From Wikipedia: “Of the largest 21 fields, at least 9 are in decline. In April 2006, a Saudi Aramco spokesman admitted that its mature fields are now declining at a rate of 8% per year (with a national composite decline of about 2%). This information has been used to argue that Ghawar, which is the largest oil field in the world and responsible for approximately half of Saudi Arabia’s oil production over the last 50 years, has peaked. The world’s second largest oil field, the Burgan field in Kuwait, entered decline in November 2005.
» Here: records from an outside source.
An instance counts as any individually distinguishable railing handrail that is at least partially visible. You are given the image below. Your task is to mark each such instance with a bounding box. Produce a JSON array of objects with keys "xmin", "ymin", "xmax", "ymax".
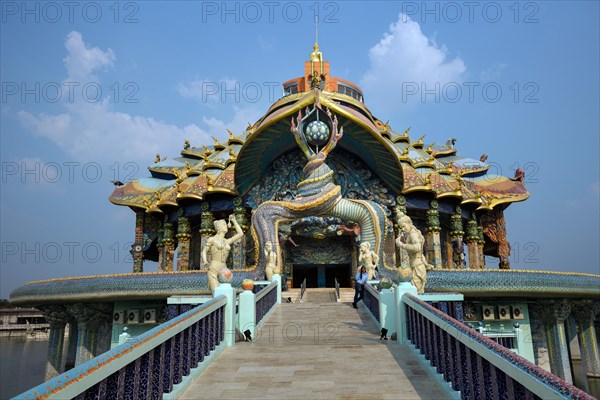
[
  {"xmin": 254, "ymin": 281, "xmax": 277, "ymax": 303},
  {"xmin": 402, "ymin": 293, "xmax": 593, "ymax": 399},
  {"xmin": 365, "ymin": 282, "xmax": 379, "ymax": 299},
  {"xmin": 296, "ymin": 278, "xmax": 306, "ymax": 303},
  {"xmin": 15, "ymin": 296, "xmax": 227, "ymax": 399}
]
Here’s another graph charting all the predictions of world oil production from all the major global authorities:

So what happens when you transpose a graph showing an unprecedented global population explosion over a graph of predicted oil reserves and future production?
You get one pretty spectacular pinch-point.
When a planet obese with people of rapacious appetites runs dry of the fuel that has enabled that obesity, what will happen?
Well, we will lose a lot of weight.
The entire system of, well, just about everything, will grind to a halt.
Although it won’t be a shuddering, jarring, halt – it will be a gradual disintegration.
One day bananas will simply stop appearing in supermarkets. Flights will diminish then stop altogether. The post will stop being delivered. Everything that you see around you will for all intents and purposes evaporate. Society as we know it will cease to exist.
It won’t look, however, like this (I don’t think)

Society will have to transform itself, but I don’t believe that means it has to degenerate into an everyman for himself race to the bottom.
Community will become even more important. Becoming sustainable will no longer be an ideal, it will be a pre-condition of existence.
Maybe we will have to make our own food “a return to the Earth”. Having almost finished East of Eden I’m feeling slightly romanticised toward that idyll of living on the land, becoming attuned to the seasons, to how nature works and what she provides. Although overly romanticising such a thing would be foolish – the rapid diminishing of oil has already led to one unnecessary war, how many more are in store?
There is always the viewpoint that peak oil is ultimately a good thing – it is one less way in which we can destroy our planet.
Certainly a lot of the things that we take for granted will suddenly become rare and precious and will be fought and died for.
I don’t know about you but my naive preconception was that fossil fuels were predominantly a concern of power generation and that as a species we would need to gradually wean ourselves off of them and gradually replace oil with alternative sources of power generation. It had not struck me how incredibly important oil is to what I suppose we should now call the artifice of developed industrial societies.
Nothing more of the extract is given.